Gustav Brock
gustav at cactus.dk
Mon Aug 4 07:46:20 CDT 2003
Hi Bobby
Yes, much clearer. And you may have touched the core of a task like
this - that it is very easy to tell and even show how to do it but the
coding contains a lot of traps.
/gustav
> LOL.
> Sorry, was trying to get out of the office for the weekend.
> What I was saying is that technically, a day is not over until the time has
> reached OVER 24 hours, same for a year. Looking visually at the calendar,
> 12:00am to 9:00pm is one day. But if you do the math, it is only 21 hours,
> which is only 75% of a day.
> So, using your dates (03/01/1992-03/01/1987), looking at the calendar, it is
> easy to see that it should be 5 years. But until you reach that 1st second
> on 03/01/1992, you have not really used up that last full day. That is why
> my original code did not work.
> Any clearer now?
> Bobby
> -----Original Message-----
> From: accessd-bounces at databaseadvisors.com
> [mailto:accessd-bounces at databaseadvisors.com]On Behalf Of Gustav Brock
> Sent: Saturday, August 02, 2003 5:02 AM
> To: Access Developers discussion and problem solving
> Subject: Re: [AccessD] Age calculation function
> Hi Bobby
> I tried to think but I'm not quite sure I can follow you. Only newly
> born babies and astrologers care for the time of the day of birth, and
> only children are interested in ages with a resolution of months. And,
> of course, a new day begins at midnight.
> /gustav
>> Good point!
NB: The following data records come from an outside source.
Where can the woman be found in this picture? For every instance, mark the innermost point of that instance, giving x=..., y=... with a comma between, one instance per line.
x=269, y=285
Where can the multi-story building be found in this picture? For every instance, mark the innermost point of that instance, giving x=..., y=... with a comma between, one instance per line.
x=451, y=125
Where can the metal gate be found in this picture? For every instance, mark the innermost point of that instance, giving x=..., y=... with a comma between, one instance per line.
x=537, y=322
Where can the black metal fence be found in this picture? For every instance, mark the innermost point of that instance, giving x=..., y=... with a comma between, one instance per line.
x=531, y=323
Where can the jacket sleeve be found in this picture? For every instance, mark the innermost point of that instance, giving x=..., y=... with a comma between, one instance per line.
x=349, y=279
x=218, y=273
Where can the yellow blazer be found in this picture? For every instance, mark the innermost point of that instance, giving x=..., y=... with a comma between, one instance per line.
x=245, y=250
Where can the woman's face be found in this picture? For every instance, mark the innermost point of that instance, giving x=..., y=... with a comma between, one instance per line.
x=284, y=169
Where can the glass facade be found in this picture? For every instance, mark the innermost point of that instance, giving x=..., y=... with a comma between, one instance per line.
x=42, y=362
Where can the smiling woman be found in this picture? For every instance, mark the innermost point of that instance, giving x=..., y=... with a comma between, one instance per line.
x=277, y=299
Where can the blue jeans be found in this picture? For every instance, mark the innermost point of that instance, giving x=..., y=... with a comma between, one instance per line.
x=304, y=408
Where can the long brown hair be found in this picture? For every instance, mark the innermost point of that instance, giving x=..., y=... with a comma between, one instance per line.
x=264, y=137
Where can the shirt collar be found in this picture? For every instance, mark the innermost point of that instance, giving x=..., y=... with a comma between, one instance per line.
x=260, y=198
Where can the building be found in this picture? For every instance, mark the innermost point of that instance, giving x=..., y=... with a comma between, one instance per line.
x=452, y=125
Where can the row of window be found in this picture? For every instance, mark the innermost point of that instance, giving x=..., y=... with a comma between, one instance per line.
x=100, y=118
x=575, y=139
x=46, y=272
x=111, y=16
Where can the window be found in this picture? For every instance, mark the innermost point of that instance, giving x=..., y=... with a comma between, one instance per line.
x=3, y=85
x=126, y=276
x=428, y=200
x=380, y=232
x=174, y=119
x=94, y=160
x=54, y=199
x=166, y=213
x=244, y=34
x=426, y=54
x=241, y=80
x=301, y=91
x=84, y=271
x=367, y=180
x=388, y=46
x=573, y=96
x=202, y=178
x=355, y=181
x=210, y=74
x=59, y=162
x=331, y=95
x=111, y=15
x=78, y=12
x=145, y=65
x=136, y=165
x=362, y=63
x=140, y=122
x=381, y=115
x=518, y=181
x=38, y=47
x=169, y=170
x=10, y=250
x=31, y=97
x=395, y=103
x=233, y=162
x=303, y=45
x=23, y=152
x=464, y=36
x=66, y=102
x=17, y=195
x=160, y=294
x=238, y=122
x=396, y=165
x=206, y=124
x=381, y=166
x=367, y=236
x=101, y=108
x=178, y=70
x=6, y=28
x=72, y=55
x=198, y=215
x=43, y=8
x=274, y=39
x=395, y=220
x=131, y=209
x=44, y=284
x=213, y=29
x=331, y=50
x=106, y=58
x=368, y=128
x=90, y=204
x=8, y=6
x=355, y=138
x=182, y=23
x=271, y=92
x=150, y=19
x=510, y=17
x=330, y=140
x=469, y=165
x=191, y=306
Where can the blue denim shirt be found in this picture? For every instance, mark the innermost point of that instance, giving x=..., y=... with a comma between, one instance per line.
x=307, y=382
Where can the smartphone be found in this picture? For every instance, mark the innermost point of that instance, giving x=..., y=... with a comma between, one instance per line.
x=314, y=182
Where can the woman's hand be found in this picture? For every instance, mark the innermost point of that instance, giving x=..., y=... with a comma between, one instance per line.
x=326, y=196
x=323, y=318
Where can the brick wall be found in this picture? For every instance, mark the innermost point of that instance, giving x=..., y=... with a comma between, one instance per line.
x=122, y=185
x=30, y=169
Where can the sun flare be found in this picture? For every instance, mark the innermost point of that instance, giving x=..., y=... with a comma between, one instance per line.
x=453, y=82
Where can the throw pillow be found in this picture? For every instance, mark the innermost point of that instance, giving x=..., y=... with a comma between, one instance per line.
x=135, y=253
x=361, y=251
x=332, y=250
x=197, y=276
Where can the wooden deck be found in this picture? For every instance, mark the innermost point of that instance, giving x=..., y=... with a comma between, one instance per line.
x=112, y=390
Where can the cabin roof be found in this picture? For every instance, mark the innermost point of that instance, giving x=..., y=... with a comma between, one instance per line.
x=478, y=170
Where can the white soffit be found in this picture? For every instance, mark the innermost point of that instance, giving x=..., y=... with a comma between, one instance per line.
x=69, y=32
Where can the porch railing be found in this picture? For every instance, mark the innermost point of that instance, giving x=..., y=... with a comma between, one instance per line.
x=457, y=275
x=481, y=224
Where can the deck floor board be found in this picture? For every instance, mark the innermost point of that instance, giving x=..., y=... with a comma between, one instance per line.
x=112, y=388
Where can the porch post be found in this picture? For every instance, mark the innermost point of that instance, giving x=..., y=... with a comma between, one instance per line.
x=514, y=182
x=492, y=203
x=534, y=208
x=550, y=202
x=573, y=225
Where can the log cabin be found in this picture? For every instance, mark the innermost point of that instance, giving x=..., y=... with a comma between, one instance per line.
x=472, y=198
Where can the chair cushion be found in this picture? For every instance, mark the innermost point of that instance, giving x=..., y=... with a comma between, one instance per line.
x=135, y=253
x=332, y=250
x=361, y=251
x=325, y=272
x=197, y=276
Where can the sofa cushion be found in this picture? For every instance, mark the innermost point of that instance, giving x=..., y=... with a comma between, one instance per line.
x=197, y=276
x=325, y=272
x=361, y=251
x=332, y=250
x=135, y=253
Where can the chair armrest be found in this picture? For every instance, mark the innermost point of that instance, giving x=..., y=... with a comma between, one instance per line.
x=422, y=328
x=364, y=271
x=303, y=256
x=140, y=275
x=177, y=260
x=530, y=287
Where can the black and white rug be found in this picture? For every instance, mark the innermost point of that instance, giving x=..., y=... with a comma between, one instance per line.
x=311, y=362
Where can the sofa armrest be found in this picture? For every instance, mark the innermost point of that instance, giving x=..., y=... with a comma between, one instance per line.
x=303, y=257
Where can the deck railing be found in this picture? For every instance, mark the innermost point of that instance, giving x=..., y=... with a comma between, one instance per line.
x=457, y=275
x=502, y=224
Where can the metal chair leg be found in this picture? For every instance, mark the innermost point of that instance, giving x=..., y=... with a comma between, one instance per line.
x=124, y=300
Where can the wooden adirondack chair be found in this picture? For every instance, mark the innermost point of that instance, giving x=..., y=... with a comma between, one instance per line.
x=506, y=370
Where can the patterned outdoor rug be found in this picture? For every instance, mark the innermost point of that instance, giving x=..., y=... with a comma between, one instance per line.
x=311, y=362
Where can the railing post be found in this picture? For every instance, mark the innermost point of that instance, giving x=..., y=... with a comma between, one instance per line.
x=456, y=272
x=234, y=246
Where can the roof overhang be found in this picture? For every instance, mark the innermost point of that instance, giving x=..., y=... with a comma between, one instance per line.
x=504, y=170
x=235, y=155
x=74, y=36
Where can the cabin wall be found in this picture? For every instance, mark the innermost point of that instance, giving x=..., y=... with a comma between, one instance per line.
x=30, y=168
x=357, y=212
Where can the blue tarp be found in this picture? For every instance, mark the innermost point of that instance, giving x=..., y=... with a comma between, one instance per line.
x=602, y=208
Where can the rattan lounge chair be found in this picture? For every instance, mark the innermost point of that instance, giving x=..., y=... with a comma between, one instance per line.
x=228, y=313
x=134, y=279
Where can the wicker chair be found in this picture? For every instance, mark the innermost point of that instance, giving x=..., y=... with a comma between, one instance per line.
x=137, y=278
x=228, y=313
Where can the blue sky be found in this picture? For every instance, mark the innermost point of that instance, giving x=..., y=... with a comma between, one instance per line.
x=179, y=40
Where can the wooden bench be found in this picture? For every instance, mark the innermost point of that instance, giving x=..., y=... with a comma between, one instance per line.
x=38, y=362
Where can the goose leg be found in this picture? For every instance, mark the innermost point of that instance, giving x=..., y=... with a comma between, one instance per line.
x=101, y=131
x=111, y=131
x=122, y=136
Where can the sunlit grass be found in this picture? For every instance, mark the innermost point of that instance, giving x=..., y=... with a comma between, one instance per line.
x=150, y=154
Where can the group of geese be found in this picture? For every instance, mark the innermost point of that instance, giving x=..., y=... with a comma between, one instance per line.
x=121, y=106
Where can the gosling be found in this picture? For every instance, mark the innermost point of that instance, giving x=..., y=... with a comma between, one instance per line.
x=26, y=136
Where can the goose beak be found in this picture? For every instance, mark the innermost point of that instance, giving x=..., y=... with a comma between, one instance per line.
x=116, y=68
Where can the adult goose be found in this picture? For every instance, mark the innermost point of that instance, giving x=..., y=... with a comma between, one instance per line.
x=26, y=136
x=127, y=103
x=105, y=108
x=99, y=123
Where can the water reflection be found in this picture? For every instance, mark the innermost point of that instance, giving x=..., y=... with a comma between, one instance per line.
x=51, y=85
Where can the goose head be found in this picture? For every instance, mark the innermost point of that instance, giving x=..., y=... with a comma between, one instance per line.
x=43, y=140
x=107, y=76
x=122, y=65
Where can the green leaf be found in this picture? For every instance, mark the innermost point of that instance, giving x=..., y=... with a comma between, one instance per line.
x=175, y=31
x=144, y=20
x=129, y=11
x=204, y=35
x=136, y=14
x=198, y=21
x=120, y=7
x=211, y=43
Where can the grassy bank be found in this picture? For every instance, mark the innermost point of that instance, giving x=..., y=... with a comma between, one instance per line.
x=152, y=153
I did not think that you were picking on me.
>> While thinking about this, you technically have to add 0.0001 (may could
>> go smaller) day.
>> Think about it
>> 12/1/99-12/1/99 is technically saying the same as
>> 12/1/99 12:00am 0 12/1/99 11:59:59pm, which IMHO is not 1 full day until
>> that last second has past (and then it is the next day).
>> When you are using my method, I think that maybe you have to add 0.0001
>> days to get the desired results.
>> I modified the function to take a fraction of a day and entered .0001 as
>> the fraction to add and I get:
>> Debug.Print (Greg2JD("03/01/1992",0)-Greg2JD("03/01/1987",0.0001))/365.25=
>> 5.00205311425984
>> What do you all think?